The second? My friend in Texas? She truly didn’t know. And we had an absolutely fascinating discussion about the elegance and brutality of modern medicine. We theorized why I didn’t have a patch, or what circumstances might have occurred that would have resulted in having one. We talked about it. Yeah, we probably joked, too. I like to joke.

Last night? Wasn’t a joke.

That’s because this woman is someone in my community. She has my phone numbers. She knows where I live. We have shared parties and rituals. We have watched each other’s kids grow up.

She is someone I’d reached out to when the accident first happened, asking if she could help.

I probably don’t need to tell you what she said.

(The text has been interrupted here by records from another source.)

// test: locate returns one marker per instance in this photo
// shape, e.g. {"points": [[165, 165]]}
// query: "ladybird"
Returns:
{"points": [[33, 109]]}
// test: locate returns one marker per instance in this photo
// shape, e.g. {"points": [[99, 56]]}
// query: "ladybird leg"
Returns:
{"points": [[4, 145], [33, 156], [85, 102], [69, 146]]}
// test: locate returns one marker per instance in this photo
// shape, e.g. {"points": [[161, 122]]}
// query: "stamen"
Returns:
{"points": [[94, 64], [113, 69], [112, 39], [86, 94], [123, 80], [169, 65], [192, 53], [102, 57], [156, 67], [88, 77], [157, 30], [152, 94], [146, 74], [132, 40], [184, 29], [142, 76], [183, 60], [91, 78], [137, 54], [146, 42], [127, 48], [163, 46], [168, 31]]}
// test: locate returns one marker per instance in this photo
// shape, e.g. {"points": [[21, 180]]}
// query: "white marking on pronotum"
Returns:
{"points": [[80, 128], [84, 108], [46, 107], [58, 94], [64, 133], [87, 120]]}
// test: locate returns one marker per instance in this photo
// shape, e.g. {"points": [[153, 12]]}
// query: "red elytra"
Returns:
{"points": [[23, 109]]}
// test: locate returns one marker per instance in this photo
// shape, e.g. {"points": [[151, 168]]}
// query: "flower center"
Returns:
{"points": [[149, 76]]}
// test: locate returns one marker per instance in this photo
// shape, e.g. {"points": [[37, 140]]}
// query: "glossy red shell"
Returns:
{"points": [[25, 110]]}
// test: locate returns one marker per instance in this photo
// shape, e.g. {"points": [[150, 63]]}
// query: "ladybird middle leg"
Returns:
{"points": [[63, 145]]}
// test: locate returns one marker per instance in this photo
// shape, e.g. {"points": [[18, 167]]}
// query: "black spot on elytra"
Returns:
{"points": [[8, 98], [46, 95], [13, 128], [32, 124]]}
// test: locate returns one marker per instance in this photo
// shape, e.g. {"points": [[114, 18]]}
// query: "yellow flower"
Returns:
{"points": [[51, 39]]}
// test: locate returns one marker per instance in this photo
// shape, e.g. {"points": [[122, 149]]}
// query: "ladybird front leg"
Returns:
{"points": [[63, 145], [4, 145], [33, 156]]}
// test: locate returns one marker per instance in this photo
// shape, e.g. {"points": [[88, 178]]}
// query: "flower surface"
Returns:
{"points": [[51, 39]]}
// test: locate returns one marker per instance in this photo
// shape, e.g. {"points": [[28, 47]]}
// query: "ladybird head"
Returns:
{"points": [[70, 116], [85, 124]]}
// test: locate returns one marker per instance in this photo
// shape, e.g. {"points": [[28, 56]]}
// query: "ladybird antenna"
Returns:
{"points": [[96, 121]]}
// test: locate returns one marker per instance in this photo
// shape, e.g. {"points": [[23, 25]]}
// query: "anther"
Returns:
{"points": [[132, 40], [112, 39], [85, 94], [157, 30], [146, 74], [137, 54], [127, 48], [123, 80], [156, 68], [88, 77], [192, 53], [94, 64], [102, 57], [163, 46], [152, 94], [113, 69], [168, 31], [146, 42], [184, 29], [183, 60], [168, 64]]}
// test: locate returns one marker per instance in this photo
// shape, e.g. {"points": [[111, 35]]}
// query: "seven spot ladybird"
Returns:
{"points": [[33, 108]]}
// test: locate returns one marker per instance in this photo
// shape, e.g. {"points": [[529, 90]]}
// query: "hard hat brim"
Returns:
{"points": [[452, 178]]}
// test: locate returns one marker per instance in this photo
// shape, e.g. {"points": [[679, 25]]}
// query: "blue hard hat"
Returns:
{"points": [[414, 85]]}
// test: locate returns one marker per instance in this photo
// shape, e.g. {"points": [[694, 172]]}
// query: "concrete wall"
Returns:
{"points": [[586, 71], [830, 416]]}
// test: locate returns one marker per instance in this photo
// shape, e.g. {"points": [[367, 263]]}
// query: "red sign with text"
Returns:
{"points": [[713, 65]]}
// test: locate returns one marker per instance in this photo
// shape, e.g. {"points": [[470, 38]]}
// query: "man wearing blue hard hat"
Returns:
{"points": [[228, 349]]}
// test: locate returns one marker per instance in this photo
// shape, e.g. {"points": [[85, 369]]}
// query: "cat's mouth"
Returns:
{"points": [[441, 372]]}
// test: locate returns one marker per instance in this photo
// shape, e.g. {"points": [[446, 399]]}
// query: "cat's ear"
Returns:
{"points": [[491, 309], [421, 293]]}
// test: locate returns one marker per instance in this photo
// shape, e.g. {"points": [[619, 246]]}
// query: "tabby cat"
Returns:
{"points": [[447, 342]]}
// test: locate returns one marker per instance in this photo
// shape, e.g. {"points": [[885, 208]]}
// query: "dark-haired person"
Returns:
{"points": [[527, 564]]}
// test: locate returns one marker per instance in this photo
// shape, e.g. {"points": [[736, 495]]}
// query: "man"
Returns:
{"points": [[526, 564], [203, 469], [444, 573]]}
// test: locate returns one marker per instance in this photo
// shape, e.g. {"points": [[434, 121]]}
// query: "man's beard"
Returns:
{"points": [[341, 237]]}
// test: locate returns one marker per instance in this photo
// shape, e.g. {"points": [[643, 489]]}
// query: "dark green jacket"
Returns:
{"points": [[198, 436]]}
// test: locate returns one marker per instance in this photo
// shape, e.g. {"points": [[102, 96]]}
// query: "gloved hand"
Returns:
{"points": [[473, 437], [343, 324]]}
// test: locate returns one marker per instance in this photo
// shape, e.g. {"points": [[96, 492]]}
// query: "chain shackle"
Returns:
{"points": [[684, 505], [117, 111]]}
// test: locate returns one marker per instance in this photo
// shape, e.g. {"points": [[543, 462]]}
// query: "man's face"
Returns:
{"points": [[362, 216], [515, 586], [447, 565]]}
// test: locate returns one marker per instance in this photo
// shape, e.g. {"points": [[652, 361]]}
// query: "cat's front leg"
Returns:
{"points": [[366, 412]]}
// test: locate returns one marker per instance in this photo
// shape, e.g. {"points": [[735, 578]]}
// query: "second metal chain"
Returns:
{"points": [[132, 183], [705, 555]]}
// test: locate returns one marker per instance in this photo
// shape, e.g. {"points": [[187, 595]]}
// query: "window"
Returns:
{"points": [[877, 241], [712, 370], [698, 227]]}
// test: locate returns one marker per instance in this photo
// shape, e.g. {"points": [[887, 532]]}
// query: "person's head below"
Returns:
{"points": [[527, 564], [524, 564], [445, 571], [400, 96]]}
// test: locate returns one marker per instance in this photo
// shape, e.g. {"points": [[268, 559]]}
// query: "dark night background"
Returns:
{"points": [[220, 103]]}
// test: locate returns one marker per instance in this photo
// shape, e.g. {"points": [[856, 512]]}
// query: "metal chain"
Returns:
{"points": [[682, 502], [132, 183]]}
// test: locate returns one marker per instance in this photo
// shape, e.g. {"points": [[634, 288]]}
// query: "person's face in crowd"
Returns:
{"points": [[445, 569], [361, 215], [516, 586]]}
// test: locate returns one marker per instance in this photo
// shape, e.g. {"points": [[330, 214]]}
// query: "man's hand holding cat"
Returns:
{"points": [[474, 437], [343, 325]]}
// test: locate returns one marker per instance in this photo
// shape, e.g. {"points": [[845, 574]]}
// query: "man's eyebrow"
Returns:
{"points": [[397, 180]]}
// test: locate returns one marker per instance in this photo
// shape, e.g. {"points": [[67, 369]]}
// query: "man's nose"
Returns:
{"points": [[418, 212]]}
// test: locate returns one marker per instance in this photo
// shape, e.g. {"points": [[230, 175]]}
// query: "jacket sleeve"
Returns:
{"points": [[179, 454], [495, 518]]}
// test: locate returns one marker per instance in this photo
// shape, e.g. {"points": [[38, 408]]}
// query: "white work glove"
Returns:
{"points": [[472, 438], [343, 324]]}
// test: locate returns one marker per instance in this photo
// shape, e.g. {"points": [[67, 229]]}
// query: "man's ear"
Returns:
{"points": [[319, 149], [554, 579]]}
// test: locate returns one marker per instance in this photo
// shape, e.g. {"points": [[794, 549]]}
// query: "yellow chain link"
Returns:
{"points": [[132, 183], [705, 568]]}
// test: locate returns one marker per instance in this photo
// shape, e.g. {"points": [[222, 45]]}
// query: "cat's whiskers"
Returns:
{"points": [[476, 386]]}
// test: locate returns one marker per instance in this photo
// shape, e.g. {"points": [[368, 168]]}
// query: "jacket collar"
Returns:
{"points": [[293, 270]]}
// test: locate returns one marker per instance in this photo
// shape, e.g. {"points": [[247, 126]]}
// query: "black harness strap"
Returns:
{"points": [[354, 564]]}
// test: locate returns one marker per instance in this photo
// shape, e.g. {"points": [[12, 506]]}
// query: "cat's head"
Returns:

And last night, she was looking at me as I stood near my son. I had my new glasses on. People had been telling me through the evening that they couldn’t tell anything was wrong with my eye until I looked to my left, and then they could see it’s still pretty red, thirteen weeks later. One dad had commented that I’d been a regular at this, our weekly meeting place, and then I’d stopped showing up, and now I was back again. Was I okay? Had something happened?

So I told him the story. That I almost lost my eye. That I shouldn’t have vision.

That I have both.

That I am one lucky woman.

It’s all so playful when you demonize
To spit out the hateful, you’re willing and able
Your words are weapons of the terrified
You’re nothing in my world

And then her. Repeated demands to know where my eye patch was.

In front of my friends, my community.

In front of my son.

Say, “Can you help me?” right before the fall
Take what you can and leave me to the wolves

It’s been over thirteen weeks. I still wake up at night, scared that I’ve lost my vision; this is where the PTSD about the whole thing seems to lurk. Cloudy days are stressful days; when it’s not bright and sunny, my eye feels swollen — even though it’s not — and things are darker. Walking out of a well-lit area (like my family room) into a darkened area (like going up the stairs without turning the hall light on)? It’s like walking into a cave at first. It takes a bit longer to adjust. Zombie apocalypse? I am so toast.

In other words: I have vision, but it’s not perfect. The new glasses, with the lens that’s thicker than you can get your mind around, help.

My vision was perfect enough, though, that I could see this woman, across a room that was becoming more crowded as we drew closer to dismissal time, continue to make jokes. About me. About what I’d been through. She was just doing it softly enough that I couldn’t hear her.

I wanted to ask if she knew I could read her lips.

But I didn’t think she was succeeding in diminshing me at all. Nope. I looked at her, and I thought that I had been through so much in the past thirteen weeks (and three days) — and she didn’t care a whit to check on me once.

I thought that I continue to stop multiple times a day and say a silent thank you for my vision. That I look around and appreciate the way things look. The sharp lines of a tree that hasn’t yet blossomed or opened its buds. An angry storm, snow on the ground, the obnoxious shirt my son thinks is funny that I keep waiting for phone calls from school about. I was grateful when I got up at 4:15 in the morning last week to put my daughter on a bus for a school field trip, and that I didn’t have to sit in a dark living room with her and wait for someone to pitch in, help out, and give her a ride while I stayed home, acutely aware that life was passing by as I sat inside and healed.

And I thought that this woman was too… whatever… to realize the value in any of it.

That yeah, her words were weapons. Except…

They missed the mark.

All I really want is something beautiful to say
To never fade away
I wanna live forever

Funny how much better I’m seeing the world these days, as I wait for my vision to “resolve” (whatever that means; it’s the surgeon’s term) and I switch pairs of glasses depending on what I’m looking at, as the cataract grows and my eye heals and as I learn to live with a new reality, the outcome of which remains anyone’s guess.

Again, thanks to Seether for the amazing lyrics which may or may not fit, but suit my mood and give my roiling emotions a safe outlet. I am amused that the name of their new album is “Isolate and Medicate.”